UNITED STATES – JULY 28: Left to right, Senators. Lisa Murkowski (R-Alaska), Bill Cassidy (R-La.), Susan... [+] Collins (R-Maine), Rob Portman (R-Ohio) and Mitt Romney (R-Utah) announce an agreement to an infrastructure bill at a news conference held in the Capitol on Wednesday July 28, 2021. (Photo by Tom Williams/CQ Roll Call, Inc via Getty Images. CQ Roll Call, Inc via Getty Images
The Key Facts
Collins stated in a Forbes statement that the Texas law banning abortions at the first fetal heartbeat detection, well before most women know they are pregnant, was extreme and harmful. She also opposed the Supreme Courts decision. Collins pointed out that the majority opinion of the Court's five most conservative justices did not address the law's constitutionality. It said that it was too early to know if the state could or would seek to enforce Texas law in a way that allows us to intervene. Collins also said the Court should stop the law from being implemented while the underlying procedural and constitutional questions are being litigated by lower courts. Critics highlighted Collins' 2018 vote to confirm Justice Brett Kavanaugh and her confidence that it wouldn't result in the Court overturning abortion rights. Collins and Senator Lisa Murkowski (R. Alaska) were the only GOP votes against confirming Justice Amy Coney Barrett. However, her opposition was rooted in the timing of that vote, rather than Barrett's views.

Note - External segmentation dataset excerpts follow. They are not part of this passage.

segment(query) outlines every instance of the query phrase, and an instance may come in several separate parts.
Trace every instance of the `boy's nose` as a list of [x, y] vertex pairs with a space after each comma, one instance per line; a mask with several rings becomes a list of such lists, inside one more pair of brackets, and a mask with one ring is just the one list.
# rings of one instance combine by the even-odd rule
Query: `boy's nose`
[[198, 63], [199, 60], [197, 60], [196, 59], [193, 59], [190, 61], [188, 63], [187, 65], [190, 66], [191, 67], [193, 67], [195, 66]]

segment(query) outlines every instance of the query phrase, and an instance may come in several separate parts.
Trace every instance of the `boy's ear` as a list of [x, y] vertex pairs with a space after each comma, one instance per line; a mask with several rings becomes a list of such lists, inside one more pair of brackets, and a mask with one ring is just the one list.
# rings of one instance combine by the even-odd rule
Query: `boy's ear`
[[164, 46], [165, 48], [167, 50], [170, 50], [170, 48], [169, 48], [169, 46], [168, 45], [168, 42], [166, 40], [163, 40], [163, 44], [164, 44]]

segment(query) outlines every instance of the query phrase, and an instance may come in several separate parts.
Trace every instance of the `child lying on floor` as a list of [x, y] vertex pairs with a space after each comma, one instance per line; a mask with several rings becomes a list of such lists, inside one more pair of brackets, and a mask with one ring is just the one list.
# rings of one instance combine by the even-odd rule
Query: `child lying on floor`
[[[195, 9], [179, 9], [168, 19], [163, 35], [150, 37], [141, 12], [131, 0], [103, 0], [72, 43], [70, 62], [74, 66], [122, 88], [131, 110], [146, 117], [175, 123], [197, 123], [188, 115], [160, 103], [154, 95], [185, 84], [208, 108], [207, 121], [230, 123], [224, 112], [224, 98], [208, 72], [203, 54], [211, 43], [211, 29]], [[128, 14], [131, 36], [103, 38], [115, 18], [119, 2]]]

Collins, along with Murkowski Sens, was one of the decisive votes in Kavanaugh's confirmation. Joe Manchin (D-W.Va.). She spoke for nearly an hour, saying that she was confident Kavanaugh wouldn't vote to repeal the landmark Roe v. Wade abortion decision. He argued that justices are constitutionally mandated to look at precedent.
"I believe that a lot people on the left have been wrong about the court's respect for precedent. When Collins was asked last month about Roe's possible overturning, Collins stated that they would consider precedent.
7. This is the total number of Supreme Court justices Collins has voted for since she entered the Senate. She voted to confirm six justices currently serving on the bench, including three Roberts and Kagan. Three Alito, Gorsuch, and Kavanaugh, were among the minority. Barrett was in the majority.